PESCARA. Ore 11,15 del 2 marzo 2017, Luca Nicolaj, l’imprenditore delle scogliere e dei dragaggi, telefona a Giancarlo Zappacosta, allora direttore del dipartimento Cultura della Regione.
Non sanno, i due, che la telefonata è intercettata dalla Guardia di finanza di Pescara che indaga su appalti da 8 milioni di euro per le scogliere di Roseto e Silvi. Un’inchiesta per truffa e frode che, pochi giorni fa, è culminata con provvedimenti di interdizione nei confronti di 5 indagati, tra i quali Nicolaj, e il sequestro per equivalenza di 900mila euro.
L’intercettazione che pubblichiamo è riportata sull’ordinanza di misure interdittive firmata dal gip di Pescara, Nicola Colantonio, su richiesta del procuratore aggiunto Annarita Mantini. Nicolaj esordisce al telefono chiedendo un appuntamento a Zappacosta che gli risponde di non poterlo incontrare perché deve recarsi all’Aquila. L’imprenditore quindi gli dice: «Se parli con queste persone devi dire loro di non trattare male Nicolaj», e poi esclama: «Che cavolo!».
Secondo Nicolaj “queste persone” avrebbero dovuto sbloccare un intoppo sorto sull’appalto di Silvi. Ma la telefonata intercettata apre il sipario anche su un altro progetto, un grande progetto che la Nicolaj srl ha in mente di realizzare in Abruzzo. E cioè un mega impianto per smaltire fanghi e sabbie dei dragaggi dei porti abruzzesi.
È una discarica, da localizzare nel territorio di Città Sant’Angelo, che potrebbe abbattere i costi dei dragaggi.

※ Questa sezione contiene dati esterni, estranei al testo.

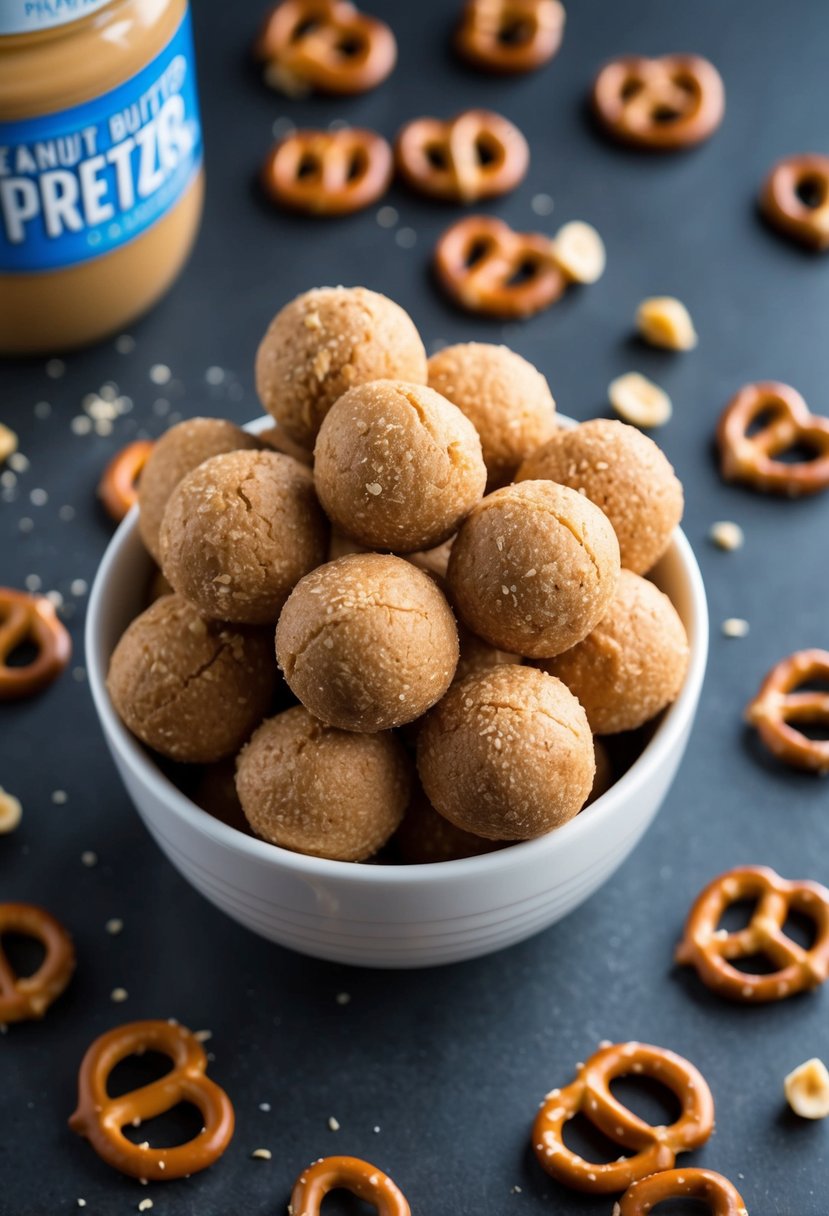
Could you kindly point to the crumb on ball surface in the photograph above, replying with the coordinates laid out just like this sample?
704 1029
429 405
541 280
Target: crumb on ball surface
179 451
192 690
240 532
507 754
398 466
624 473
367 642
533 568
320 791
505 397
326 342
632 664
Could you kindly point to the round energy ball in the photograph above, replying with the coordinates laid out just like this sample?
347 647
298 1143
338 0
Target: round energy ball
323 792
240 532
398 466
624 473
190 688
507 754
632 664
178 452
326 342
367 642
533 568
505 397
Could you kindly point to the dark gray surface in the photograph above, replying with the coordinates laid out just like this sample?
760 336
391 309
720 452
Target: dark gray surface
450 1064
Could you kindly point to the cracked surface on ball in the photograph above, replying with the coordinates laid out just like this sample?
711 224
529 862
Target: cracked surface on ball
398 466
367 642
326 342
321 791
507 754
533 568
240 532
190 688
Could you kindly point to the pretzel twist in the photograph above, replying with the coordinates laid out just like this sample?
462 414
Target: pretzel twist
328 173
478 155
711 950
778 705
720 1194
327 45
486 268
509 35
653 1148
101 1119
757 426
28 997
350 1174
663 105
784 206
33 619
118 485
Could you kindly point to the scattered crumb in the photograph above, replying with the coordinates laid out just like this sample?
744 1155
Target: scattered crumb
727 535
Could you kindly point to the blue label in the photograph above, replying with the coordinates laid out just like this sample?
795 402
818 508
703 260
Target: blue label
83 181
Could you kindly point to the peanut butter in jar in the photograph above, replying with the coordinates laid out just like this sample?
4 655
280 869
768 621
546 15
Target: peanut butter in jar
101 180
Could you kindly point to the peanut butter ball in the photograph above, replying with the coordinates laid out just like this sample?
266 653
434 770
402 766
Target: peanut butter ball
426 837
533 568
398 466
190 688
507 754
326 342
240 532
367 642
320 791
178 452
624 473
505 397
632 664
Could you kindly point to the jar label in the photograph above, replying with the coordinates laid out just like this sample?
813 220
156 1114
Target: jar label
83 181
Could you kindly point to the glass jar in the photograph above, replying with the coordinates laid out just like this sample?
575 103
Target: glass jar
101 180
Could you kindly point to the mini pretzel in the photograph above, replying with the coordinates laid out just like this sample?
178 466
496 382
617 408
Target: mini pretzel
509 35
720 1194
328 173
478 155
100 1118
22 1000
710 950
350 1174
654 1148
327 45
664 105
782 420
33 619
118 487
486 268
778 704
795 198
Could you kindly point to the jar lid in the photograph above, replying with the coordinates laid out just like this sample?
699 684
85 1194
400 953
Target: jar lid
32 16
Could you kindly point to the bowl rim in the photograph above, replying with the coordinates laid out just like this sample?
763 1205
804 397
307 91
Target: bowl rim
139 760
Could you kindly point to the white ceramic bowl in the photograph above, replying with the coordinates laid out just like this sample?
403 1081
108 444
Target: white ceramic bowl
392 916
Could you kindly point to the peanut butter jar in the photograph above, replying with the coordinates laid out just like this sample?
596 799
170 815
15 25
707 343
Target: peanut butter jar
100 164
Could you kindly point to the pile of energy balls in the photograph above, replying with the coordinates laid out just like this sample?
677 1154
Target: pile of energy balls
456 584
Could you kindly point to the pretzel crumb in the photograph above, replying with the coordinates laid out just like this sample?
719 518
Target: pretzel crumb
665 321
727 535
580 253
807 1090
11 811
639 401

A introdurre l’argomento è Zappacosta (che, ricordiamo, non è stato interessato da alcun provvedimento giudiziario). «Io mi sono informato su Piano di Sacco, sulla tua cosa lì», dice, «Ma ci sono gli ambientalisti che stanno facendo carne di porco». L’altro gli ribatte: «Ho parlato con Gabriele Florindi (sindaco di Città Sant’Angelo, ndr) che non è assolutamente contrario. Mi ha però detto che ho tutti contro». La parola torna a Zappacosta che si lascia andare a un’invettiva: «Gli ambientalisti sono tutti coglioni», si legge sulle carte dell’accusa, «tu lo sai, ante litteram sono coglioni. Se tu dai una consulenza ad Augusto De Sanctis diventa immediatamente malleabile e ti trova le soluzioni. Ma io ogni volta lo querelerei fino a fargli passare il vizio».
Zappacosta cambia discorso e chiede a Nicolaj se per il cantiere di Silvi ha parlato con Carlo Visca (dirigente regionale, ndr). «Non capisco perché si è messo contro inspiegabilmente», risponde l’imprenditore che chiede: «È vero che adesso le opere marittime sono state date a Franco Gerardini? (altro dirigente regionale, ndr)». Zappacosta non sa dargli una risposta ma - si legge sull’ordinanza - «entrambi convengono sul fatto che Gerardini sia serio e ragionevole». Nicolaj fa però considerazioni su altri dirigenti e funzionari, come Visca e l’ingegner Stefania Cofini, affermando che: «Fanno male alla pubblica amministrazione», perché, «fanno in modo che l’opera non si realizzi». L’imprenditore ritiene questi professionisti al servizio della Regione dei suoi nemici perché «minacciano la rescissione del contratto d’appalto su Silvi».
Zappacosta, a questo punto, chiude il colloquio: «Non mi devi convincere di nulla», taglia corto. E l’altro conclude: «Non chiedo raccomandazioni né voglio uscire dai binari, ma tutte le scogliere d’Abruzzo sono state fatte dall’impresa Nicolaj e stanno bene, solo con Silvi ci sono problemi».